Context windows explained.
The context window is the model's entire working memory for a single request. Everything the model "knows" in that moment — system prompt, history, retrieved docs, tool outputs, the question — lives there, and it is finite. This entry explains what counts against it, what happens when you exceed it, why a large window is not free space, and the design discipline of treating context as a managed budget.
One window, everything inside it.
A model has no memory between API calls. Each request is processed from scratch over exactly the tokens you send. The context window is the maximum length of that token sequence — input plus the output the model is generating. A "200K context window" means input and output together must fit in roughly 200,000 tokens.
Critically, the window is a single shared budget. Everything competes for the same space:
CONTEXT WINDOW (e.g. 200,000 tokens total)
+--------------------------------------------------------------+
| system prompt ~1,500 tok |
| tool definitions ~2,000 tok |
| conversation history ~40,000 tok (grows every turn) |
| retrieved documents ~8,000 tok |
| current user message ~500 tok |
| ............ remaining budget for the model's reply ........ |
+--------------------------------------------------------------+
The reply must fit in whatever is left. A long history can starve the model of room to answer — a failure that looks like "the model got cut off" but is really "you spent the budget on input."
It is measured in tokens, not words or characters.
Budgeting in characters or words will mislead you. Roughly: ~4 characters per token for typical English, so ~750 words per 1,000 tokens — but code, JSON, non-English text, and whitespace all change the ratio (non-English often costs 2–4× more per word; see the LLM mental model). Never guess; count. Providers expose token-counting endpoints and tokenizer libraries so you can size inputs before sending them, which matters when you must guarantee room for the output.
What happens at the limit.
Three distinct failure shapes, often confused:
- Hard rejection. If input alone exceeds the window, the API returns an error before generating anything. Clean to detect, annoying in production if unhandled.
- Output truncation. Input fits but leaves little room; the model stops mid-sentence (or mid-JSON) when the combined length hits the limit or your
max_tokenscap. The classic symptom: malformed JSON because generation was cut before the closing brace. - Silent eviction. Many chat frameworks auto-trim old messages to make a long conversation fit. The request succeeds, but the model genuinely no longer sees the dropped turns. "The bot forgot what I said ten minutes ago" is usually this, not a model defect.

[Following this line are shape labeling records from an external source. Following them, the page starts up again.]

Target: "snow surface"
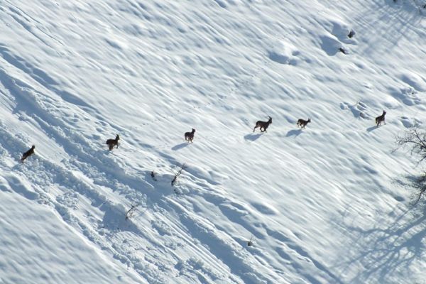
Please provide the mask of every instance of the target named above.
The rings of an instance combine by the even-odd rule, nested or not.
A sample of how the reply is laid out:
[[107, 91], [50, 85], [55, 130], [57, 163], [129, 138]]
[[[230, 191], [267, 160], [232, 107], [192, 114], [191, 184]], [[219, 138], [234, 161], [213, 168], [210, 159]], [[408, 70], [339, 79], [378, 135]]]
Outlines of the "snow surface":
[[3, 1], [0, 283], [425, 281], [420, 2]]

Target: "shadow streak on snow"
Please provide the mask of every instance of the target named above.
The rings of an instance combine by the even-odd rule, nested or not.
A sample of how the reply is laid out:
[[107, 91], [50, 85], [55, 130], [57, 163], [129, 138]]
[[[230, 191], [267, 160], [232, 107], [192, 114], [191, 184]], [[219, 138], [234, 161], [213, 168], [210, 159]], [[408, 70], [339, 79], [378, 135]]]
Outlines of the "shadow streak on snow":
[[187, 142], [181, 143], [180, 144], [178, 144], [178, 145], [175, 145], [173, 147], [172, 147], [172, 150], [173, 151], [178, 151], [178, 150], [182, 149], [182, 148], [187, 147], [188, 145], [190, 145], [190, 143]]
[[[421, 212], [405, 211], [388, 227], [380, 225], [363, 229], [348, 225], [349, 231], [358, 233], [356, 238], [362, 248], [359, 255], [347, 263], [346, 268], [361, 263], [364, 270], [351, 283], [390, 283], [392, 275], [401, 269], [410, 273], [412, 263], [424, 259], [423, 242], [426, 237], [426, 215]], [[343, 268], [345, 269], [345, 267]]]
[[378, 127], [377, 126], [370, 126], [367, 129], [367, 131], [368, 132], [371, 132], [372, 131], [377, 129]]
[[256, 141], [262, 135], [263, 135], [263, 133], [257, 133], [257, 134], [250, 133], [250, 134], [247, 134], [247, 135], [244, 136], [244, 139], [248, 140], [251, 141]]
[[290, 136], [298, 136], [300, 133], [302, 133], [302, 129], [292, 129], [290, 131], [289, 131], [288, 132], [287, 132], [287, 134], [285, 134], [286, 137], [290, 137]]

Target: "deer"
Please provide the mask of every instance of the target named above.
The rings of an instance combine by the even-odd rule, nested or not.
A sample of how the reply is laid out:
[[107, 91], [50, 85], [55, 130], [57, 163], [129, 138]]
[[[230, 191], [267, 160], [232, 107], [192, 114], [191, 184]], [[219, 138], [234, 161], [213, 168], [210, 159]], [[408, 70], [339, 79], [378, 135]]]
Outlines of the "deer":
[[297, 126], [300, 126], [300, 128], [304, 129], [306, 126], [306, 125], [307, 124], [309, 124], [310, 122], [310, 119], [307, 119], [307, 120], [300, 119], [297, 121]]
[[195, 129], [192, 129], [191, 132], [185, 132], [185, 140], [192, 143], [192, 139], [194, 139], [194, 134], [195, 133]]
[[[254, 132], [255, 129], [257, 129], [258, 127], [259, 128], [259, 129], [261, 130], [261, 132], [266, 132], [266, 129], [268, 127], [269, 127], [269, 124], [272, 124], [272, 117], [271, 117], [269, 116], [268, 116], [269, 118], [268, 121], [262, 121], [261, 120], [258, 121], [256, 123], [256, 126], [253, 129], [253, 132]], [[262, 130], [262, 129], [263, 129], [263, 130]]]
[[36, 146], [34, 145], [33, 145], [31, 146], [31, 148], [30, 150], [28, 150], [28, 151], [26, 151], [23, 154], [22, 154], [22, 158], [21, 158], [21, 161], [22, 163], [23, 163], [23, 161], [25, 160], [25, 159], [26, 159], [27, 158], [28, 158], [29, 156], [31, 156], [31, 155], [33, 155], [34, 153], [34, 149], [35, 148], [36, 148]]
[[[376, 125], [377, 126], [377, 127], [378, 127], [378, 126], [381, 125], [382, 122], [385, 122], [385, 114], [386, 114], [386, 111], [383, 111], [382, 115], [378, 116], [376, 118]], [[386, 122], [385, 124], [386, 124]]]
[[111, 151], [114, 146], [116, 146], [116, 148], [119, 148], [119, 140], [120, 140], [120, 136], [119, 136], [119, 134], [117, 134], [115, 139], [106, 140], [106, 145], [108, 145], [109, 151]]

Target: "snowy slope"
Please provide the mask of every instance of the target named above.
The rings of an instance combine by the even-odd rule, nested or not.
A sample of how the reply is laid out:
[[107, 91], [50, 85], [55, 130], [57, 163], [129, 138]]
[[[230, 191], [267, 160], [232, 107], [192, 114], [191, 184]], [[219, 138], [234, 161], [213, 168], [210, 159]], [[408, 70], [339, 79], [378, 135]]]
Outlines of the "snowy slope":
[[4, 1], [0, 283], [421, 283], [415, 3]]

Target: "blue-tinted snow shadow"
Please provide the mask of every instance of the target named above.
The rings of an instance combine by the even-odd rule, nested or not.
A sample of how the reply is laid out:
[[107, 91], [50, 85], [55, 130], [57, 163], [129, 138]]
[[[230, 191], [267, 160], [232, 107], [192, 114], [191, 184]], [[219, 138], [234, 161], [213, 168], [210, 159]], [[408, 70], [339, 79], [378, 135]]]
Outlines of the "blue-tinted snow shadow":
[[300, 133], [302, 133], [302, 129], [292, 129], [290, 131], [289, 131], [288, 132], [287, 132], [287, 134], [285, 134], [286, 137], [290, 137], [290, 136], [298, 136], [299, 135], [300, 135]]
[[368, 131], [368, 132], [371, 132], [372, 131], [373, 131], [374, 129], [377, 129], [378, 128], [378, 127], [377, 126], [371, 126], [371, 127], [368, 127], [368, 128], [367, 129], [367, 131]]
[[[351, 256], [341, 268], [344, 270], [356, 263], [368, 264], [353, 282], [390, 283], [396, 271], [410, 273], [413, 263], [423, 261], [426, 216], [405, 211], [394, 218], [390, 225], [384, 226], [378, 222], [371, 229], [348, 226], [348, 232], [356, 236], [355, 245], [361, 247], [358, 254]], [[411, 280], [415, 282], [413, 278]]]
[[244, 136], [244, 139], [248, 140], [251, 141], [255, 141], [259, 138], [263, 133], [250, 133]]
[[187, 146], [188, 145], [190, 145], [189, 143], [187, 142], [184, 142], [184, 143], [181, 143], [180, 144], [178, 144], [174, 146], [173, 147], [172, 147], [172, 150], [173, 151], [178, 151], [178, 150], [180, 150], [182, 148], [185, 148], [186, 146]]

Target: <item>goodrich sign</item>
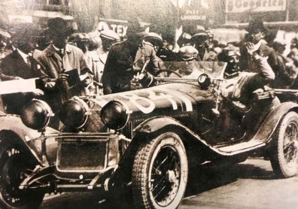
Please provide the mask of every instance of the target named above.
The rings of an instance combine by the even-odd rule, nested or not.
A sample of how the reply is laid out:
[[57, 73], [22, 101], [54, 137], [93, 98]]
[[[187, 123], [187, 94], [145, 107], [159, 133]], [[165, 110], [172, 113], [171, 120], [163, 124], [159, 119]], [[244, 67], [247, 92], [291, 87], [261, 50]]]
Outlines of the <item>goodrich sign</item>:
[[287, 0], [227, 0], [226, 12], [284, 11]]

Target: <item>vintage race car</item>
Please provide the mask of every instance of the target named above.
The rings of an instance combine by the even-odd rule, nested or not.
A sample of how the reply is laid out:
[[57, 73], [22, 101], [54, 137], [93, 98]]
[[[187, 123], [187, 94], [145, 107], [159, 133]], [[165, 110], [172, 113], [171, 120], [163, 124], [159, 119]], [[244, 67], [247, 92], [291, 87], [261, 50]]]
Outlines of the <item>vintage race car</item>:
[[66, 102], [54, 116], [59, 131], [41, 100], [21, 116], [2, 113], [0, 208], [37, 209], [46, 193], [96, 191], [131, 192], [137, 209], [175, 209], [192, 168], [257, 151], [279, 177], [297, 174], [296, 103], [281, 103], [272, 89], [251, 93], [246, 104], [222, 97], [224, 63], [165, 65], [168, 77], [136, 77], [152, 87]]

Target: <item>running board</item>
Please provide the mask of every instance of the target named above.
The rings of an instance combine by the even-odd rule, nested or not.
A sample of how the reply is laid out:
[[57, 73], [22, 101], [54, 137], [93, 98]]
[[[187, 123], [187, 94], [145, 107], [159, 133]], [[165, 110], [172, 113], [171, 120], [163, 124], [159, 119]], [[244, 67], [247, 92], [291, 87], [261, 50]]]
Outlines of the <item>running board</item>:
[[265, 144], [266, 143], [264, 142], [252, 140], [249, 141], [244, 142], [233, 145], [221, 147], [217, 149], [221, 152], [226, 153], [232, 153], [242, 152], [250, 149], [254, 149], [256, 148], [265, 146]]

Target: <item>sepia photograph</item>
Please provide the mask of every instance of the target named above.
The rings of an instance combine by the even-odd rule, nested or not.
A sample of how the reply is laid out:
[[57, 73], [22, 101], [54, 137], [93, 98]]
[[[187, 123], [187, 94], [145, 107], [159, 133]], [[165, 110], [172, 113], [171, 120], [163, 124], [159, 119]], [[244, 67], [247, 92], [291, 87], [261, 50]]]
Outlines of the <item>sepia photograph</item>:
[[298, 0], [0, 0], [0, 209], [297, 209], [298, 175]]

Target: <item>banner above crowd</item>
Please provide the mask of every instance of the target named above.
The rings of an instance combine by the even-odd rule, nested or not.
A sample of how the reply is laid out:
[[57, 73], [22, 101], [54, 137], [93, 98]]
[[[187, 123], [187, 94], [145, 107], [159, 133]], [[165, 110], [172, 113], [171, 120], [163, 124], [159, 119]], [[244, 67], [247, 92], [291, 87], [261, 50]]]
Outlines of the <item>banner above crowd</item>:
[[226, 12], [284, 11], [287, 0], [227, 0]]

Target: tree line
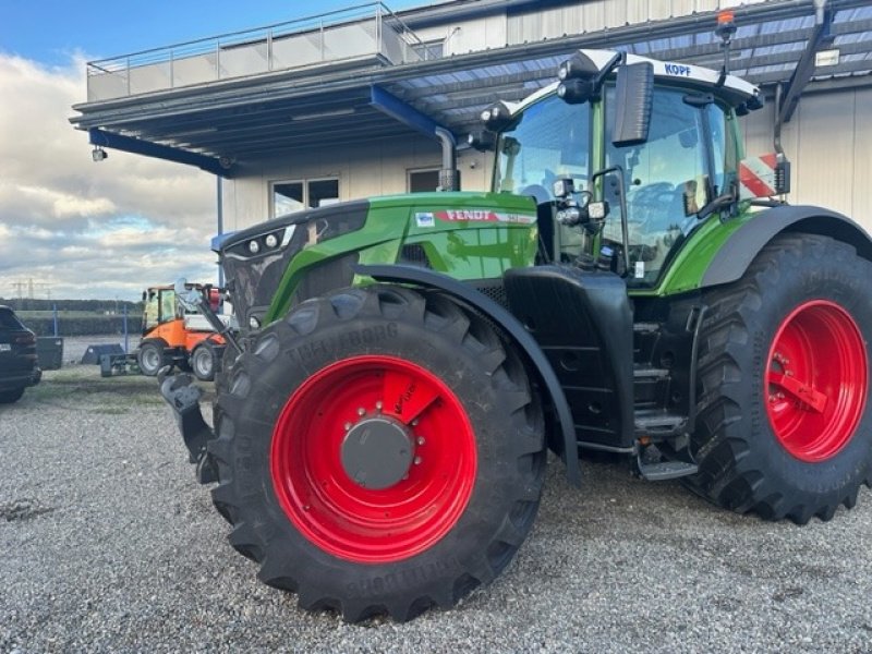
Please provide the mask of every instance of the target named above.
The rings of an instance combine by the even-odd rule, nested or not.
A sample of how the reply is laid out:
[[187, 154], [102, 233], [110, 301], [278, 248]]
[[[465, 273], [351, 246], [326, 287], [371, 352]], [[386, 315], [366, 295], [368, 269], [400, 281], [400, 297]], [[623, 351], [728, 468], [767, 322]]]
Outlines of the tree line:
[[5, 304], [13, 311], [89, 311], [94, 313], [123, 313], [138, 314], [143, 311], [142, 302], [126, 300], [38, 300], [36, 298], [0, 298], [0, 304]]

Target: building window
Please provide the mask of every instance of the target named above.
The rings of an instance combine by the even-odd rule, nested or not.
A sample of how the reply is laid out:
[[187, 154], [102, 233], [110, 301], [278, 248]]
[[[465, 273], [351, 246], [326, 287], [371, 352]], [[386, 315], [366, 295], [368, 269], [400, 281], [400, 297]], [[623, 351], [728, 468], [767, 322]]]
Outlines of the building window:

The dangerous one is silent eviction, because nothing errors. The model answers confidently using only the surviving context. If your framework auto-trims, know its policy — what it drops, in what order — or you will ship "amnesia" bugs you cannot reproduce.
A big window is not free space.
"Just use the 1M-token model and dump everything in" fails on three axes:
- Cost. You pay for input tokens on every turn. A 100K-token context replayed across a 20-turn conversation is 2M input tokens billed for the same material. Context is usually the most expensive resource an agent burns; prompt caching softens this for stable prefixes but does not eliminate it.
- Latency. More input tokens means more compute before the first output token. Large contexts add seconds of time-to-first-token.
- Quality — "lost in the middle." Models attend most reliably to the start and end of context; information buried in the middle of a long context is recalled less reliably. Newer models mitigate but do not erase this. More context can therefore reduce answer quality even when it technically fits.
The maximum window size is a ceiling, not a target. Effective context — the amount the model actually uses well — is smaller than the nominal limit.
Managing the budget.
Treat context like memory in an embedded system: scarce, deliberately allocated, reclaimed when stale.
- Retrieve, do not dump. Instead of pasting a whole 80-page manual, retrieve the few relevant chunks per query. This is exactly the motivation for RAG, covered next.
- Summarize history. Replace 30 old turns with a compact running summary. Pay tokens for the gist, not the transcript.
- Position deliberately. Put the system contract and the most important documents at the boundaries; restate any non-negotiable instruction immediately before generation, where recency weighting is strongest.
- Reserve output room. Decide the answer's max size first, subtract it from the window, and only then fill the rest with input. Do not discover the deficit via a truncated reply.
- Isolate sub-tasks. A focused sub-agent with a clean, minimal window often outperforms one carrying an enormous accumulated history — less to attend to, less to get lost in.
Deliverable
You see the context window as one finite token budget shared by system prompt, history, retrieved content, tools, the question, and the answer. You count tokens rather than guess from words. You can name the three limit failures — hard rejection, output truncation, silent eviction — and you fear the silent one most. You know a large window is bounded by cost, latency, and lost-in-the-middle, so effective context is smaller than the headline number. And you manage the budget actively: retrieve instead of dump, summarize history, position by importance, and reserve room for the reply.